On further investigation, this is due to Google Cloud assigning us as a /32 as they don't support broadcast/multicast on their network, so rand.Intn is being passed -1.

The ability to override the subnet mask should fix this issue

karalabe commented 9 years ago

Hmm, why would GCE assign a /32 mask? Is it some special network setup that you've configured? And if so, may I ask the rational behind it? I could try and figure out a workaround, but it seems to me a very strange use case.

chendo commented 9 years ago

I believe it's meant to prevent you from using broadcast/multicast, rather than silently not work. I don't believe we're using a special setup, just a standard GCE VM. I found it strange to be honest, but I guess it's better to fail noisily rather than silently.

karalabe commented 9 years ago

I've been using GCE quite a lot a while back, but then the default net mask was I believe /8 (that's the reason I found the /32 a bit strange).

However you are completely right, that Iris should at least display a proper error message and not just panic, so I'll definitely need to fix this. I'm not sure I would like to support configuring custom net masks as it would beat the current zero configuration "promise" (it's not that simple... what happens when multiple networks are present?).

Nonetheless I will investigate this /32 subnet issue, as if it's something newly introduced into GCE, that I'd definitely want to know about it and its rationale.

phifty commented 9 years ago

I had the same problem on a machine with multiple interfaces. One had a /32 subnet and causes the panic. For that situation where the broadcast can be done via another interface, a warning would be good enough for me.

karalabe commented 9 years ago

Yes, I agree that the panic should be sorted out.
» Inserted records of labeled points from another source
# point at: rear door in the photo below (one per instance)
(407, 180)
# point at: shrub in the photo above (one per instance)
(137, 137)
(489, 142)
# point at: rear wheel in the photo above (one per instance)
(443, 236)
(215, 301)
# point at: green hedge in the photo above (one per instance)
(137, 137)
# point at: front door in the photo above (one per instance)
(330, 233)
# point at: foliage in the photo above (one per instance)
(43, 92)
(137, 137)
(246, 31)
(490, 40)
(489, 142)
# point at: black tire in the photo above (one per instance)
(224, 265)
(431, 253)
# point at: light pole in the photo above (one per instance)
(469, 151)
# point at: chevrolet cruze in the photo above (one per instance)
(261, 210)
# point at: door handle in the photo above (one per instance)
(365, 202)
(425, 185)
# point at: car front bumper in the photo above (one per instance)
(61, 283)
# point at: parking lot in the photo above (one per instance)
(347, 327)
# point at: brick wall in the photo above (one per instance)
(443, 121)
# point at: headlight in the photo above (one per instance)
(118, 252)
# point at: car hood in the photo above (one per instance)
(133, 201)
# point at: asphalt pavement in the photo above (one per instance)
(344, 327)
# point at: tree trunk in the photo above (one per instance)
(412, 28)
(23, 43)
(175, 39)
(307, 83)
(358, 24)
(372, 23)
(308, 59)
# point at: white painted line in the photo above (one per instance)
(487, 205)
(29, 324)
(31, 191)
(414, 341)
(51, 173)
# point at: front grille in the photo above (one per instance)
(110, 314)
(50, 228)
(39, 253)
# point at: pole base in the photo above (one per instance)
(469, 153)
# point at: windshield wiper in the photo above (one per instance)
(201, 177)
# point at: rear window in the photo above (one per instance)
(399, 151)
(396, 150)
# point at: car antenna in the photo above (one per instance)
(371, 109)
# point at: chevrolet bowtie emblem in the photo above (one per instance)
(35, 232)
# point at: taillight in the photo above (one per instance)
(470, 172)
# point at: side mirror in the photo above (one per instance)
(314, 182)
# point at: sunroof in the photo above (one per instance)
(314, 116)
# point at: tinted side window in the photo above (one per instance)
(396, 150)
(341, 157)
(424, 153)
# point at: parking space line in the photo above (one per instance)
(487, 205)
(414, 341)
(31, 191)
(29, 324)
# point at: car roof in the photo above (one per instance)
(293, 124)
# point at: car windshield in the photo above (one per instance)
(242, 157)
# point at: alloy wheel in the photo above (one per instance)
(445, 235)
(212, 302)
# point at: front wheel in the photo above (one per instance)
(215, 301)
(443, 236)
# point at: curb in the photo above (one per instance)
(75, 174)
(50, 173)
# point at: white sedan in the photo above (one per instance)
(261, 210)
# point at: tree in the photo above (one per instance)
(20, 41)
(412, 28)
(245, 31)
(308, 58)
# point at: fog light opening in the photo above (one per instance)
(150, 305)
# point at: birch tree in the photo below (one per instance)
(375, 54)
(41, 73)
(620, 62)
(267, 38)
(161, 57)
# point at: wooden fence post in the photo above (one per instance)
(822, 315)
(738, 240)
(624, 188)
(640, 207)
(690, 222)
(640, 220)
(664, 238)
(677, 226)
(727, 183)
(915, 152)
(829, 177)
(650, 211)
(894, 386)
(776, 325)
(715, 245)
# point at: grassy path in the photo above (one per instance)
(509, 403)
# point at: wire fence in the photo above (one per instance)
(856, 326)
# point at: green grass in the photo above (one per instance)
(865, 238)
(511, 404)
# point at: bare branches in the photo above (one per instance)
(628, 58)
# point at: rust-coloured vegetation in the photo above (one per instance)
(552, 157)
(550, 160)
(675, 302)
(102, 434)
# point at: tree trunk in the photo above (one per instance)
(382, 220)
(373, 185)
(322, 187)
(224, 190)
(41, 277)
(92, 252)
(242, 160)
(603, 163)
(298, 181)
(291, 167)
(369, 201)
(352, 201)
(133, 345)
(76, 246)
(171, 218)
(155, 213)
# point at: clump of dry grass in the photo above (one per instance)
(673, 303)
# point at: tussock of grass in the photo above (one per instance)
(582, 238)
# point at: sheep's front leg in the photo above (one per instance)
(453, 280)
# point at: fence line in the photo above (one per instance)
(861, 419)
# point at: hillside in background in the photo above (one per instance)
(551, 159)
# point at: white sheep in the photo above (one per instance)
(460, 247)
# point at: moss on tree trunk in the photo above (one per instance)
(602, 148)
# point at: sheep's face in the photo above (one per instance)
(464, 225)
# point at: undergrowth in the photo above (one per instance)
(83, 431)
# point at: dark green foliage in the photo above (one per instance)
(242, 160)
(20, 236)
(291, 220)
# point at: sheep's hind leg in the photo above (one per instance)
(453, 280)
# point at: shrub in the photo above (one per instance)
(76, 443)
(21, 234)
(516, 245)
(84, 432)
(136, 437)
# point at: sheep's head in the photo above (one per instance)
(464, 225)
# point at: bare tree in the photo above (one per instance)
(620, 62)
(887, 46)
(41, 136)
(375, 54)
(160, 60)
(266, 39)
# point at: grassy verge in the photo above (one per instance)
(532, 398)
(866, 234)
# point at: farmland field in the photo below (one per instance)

I'm just finishing up the JVM binding, after which I'll sort this out asap :)... but in the mean time, if you feel up to it, you could write up a small pull request to ignore /32 subnets ;)

phifty commented 9 years ago

Well, I've created a pull request for a fix of that issue.

karalabe commented 9 years ago

The panic is gone now, but I'm not exactly sure whether I should allow the bootstrapper to be started at all on such addresses (<2 bit host part). They are used primarily by bridges (/32) or point-to-point connections (/31), and in neither case should the bootstrapper have anything to look for. For now it issues a warning and stops probing, but maybe I'll also add a check into an upper layer to never even start a bootstrapper in the first place.